Thursday, November 08, 2007

Lyle Lovett - It's Not Big It's Large

Lyle Lovett has been around making music since before I really knew what music was. While not extremely familiar with his music throughout the last 20+ years, I've heard him here and there and always had a respect for him as a talented songwriter. He was born in the rural town of Klein, TX that was named after his great-grandfather who was a Bavarian weaver. He didn't become interested in music until he was in college at Texas A&M where he performed covers and folk tunes in small venues and festivals. Soon after Nanci Griffith performed a song he wrote on an album of hers Mr. Lovett signed a record contract with MCA/Curb in 1986. His self-titled debut was an instant hit on the Country charts. But from the outset Lovett wasn't content to be labeled as strictly a "Country" artists. His musical influences ranged from jazz, to pop, to blues, to folk. All of these genres found their way into songs where Lovett created his own personal musical melting pot. With each successive release Lovett moved away from his country roots, and lost country fans but gained more mainstream approval. His brief (1993-1995) marriage to Julia Roberts catapulted him to being more of a household name than he had ever experienced before. Between then and now he focused on touring and writing when he wasn't making movie cameos. All in all, It's Not Big It's Large marks his 11th release and is probably one of his most eclectic sounding records to date.
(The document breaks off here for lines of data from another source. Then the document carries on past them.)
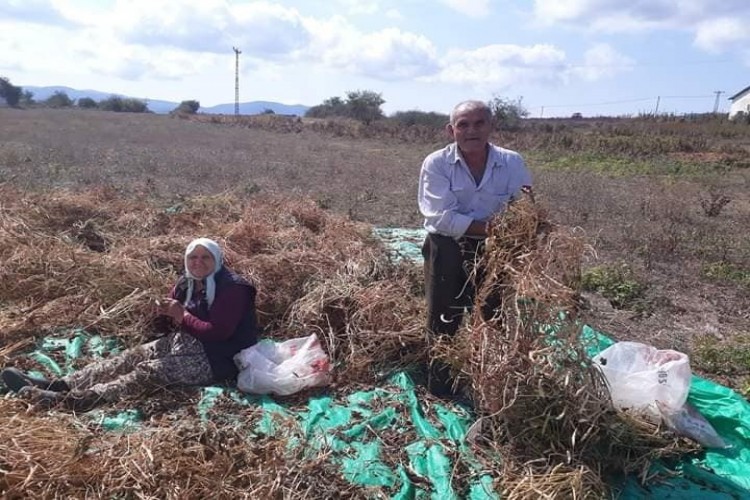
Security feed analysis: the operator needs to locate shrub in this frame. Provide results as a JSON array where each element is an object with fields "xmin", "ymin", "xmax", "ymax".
[
  {"xmin": 700, "ymin": 191, "xmax": 731, "ymax": 217},
  {"xmin": 78, "ymin": 97, "xmax": 98, "ymax": 109},
  {"xmin": 100, "ymin": 96, "xmax": 149, "ymax": 113},
  {"xmin": 0, "ymin": 77, "xmax": 23, "ymax": 106},
  {"xmin": 346, "ymin": 90, "xmax": 384, "ymax": 124},
  {"xmin": 488, "ymin": 95, "xmax": 528, "ymax": 131},
  {"xmin": 172, "ymin": 100, "xmax": 200, "ymax": 115},
  {"xmin": 581, "ymin": 263, "xmax": 648, "ymax": 310},
  {"xmin": 692, "ymin": 333, "xmax": 750, "ymax": 375},
  {"xmin": 21, "ymin": 90, "xmax": 35, "ymax": 106},
  {"xmin": 702, "ymin": 262, "xmax": 750, "ymax": 288},
  {"xmin": 306, "ymin": 96, "xmax": 348, "ymax": 119},
  {"xmin": 45, "ymin": 90, "xmax": 74, "ymax": 108},
  {"xmin": 390, "ymin": 110, "xmax": 448, "ymax": 128},
  {"xmin": 306, "ymin": 90, "xmax": 385, "ymax": 124}
]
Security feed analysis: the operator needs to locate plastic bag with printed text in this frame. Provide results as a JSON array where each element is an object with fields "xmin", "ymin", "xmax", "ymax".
[{"xmin": 593, "ymin": 341, "xmax": 728, "ymax": 449}]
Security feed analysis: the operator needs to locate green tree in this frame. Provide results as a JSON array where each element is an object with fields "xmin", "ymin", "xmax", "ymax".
[
  {"xmin": 391, "ymin": 110, "xmax": 448, "ymax": 128},
  {"xmin": 21, "ymin": 90, "xmax": 35, "ymax": 106},
  {"xmin": 78, "ymin": 97, "xmax": 98, "ymax": 109},
  {"xmin": 45, "ymin": 90, "xmax": 74, "ymax": 108},
  {"xmin": 172, "ymin": 100, "xmax": 200, "ymax": 114},
  {"xmin": 488, "ymin": 95, "xmax": 528, "ymax": 131},
  {"xmin": 305, "ymin": 91, "xmax": 385, "ymax": 124},
  {"xmin": 306, "ymin": 96, "xmax": 348, "ymax": 119},
  {"xmin": 0, "ymin": 76, "xmax": 22, "ymax": 106},
  {"xmin": 99, "ymin": 96, "xmax": 124, "ymax": 112},
  {"xmin": 100, "ymin": 96, "xmax": 149, "ymax": 113},
  {"xmin": 345, "ymin": 90, "xmax": 384, "ymax": 124}
]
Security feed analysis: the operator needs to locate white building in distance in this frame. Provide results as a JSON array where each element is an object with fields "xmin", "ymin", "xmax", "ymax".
[{"xmin": 728, "ymin": 85, "xmax": 750, "ymax": 119}]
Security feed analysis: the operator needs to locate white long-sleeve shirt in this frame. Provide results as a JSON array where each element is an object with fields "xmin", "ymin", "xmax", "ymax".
[{"xmin": 418, "ymin": 142, "xmax": 532, "ymax": 238}]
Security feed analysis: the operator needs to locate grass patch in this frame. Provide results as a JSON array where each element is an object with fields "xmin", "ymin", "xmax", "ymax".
[
  {"xmin": 532, "ymin": 152, "xmax": 733, "ymax": 176},
  {"xmin": 692, "ymin": 334, "xmax": 750, "ymax": 382},
  {"xmin": 702, "ymin": 262, "xmax": 750, "ymax": 288},
  {"xmin": 582, "ymin": 263, "xmax": 648, "ymax": 311}
]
It's Not Big It's Large begins by showcasing none other than: the band. It's an instrumental big band number that sounds more like Count Basie than Hank Williams. You know why? Because "Tickle Toe" was written by the great jazz tenor saxophonist Lester Young who was a member of both Count Basie's band and later Fletcher Henderson's orchestra. The album has tunes that cover various influences from blues to country with both up-tempo and slower ballads. The catchiest song is "Up In Indiana" which is posted below. Overall, the album gives a good cross section of where Lyle Lovett comes from and where his influences have placed him today. It's not outstanding, but is well worth a few spins.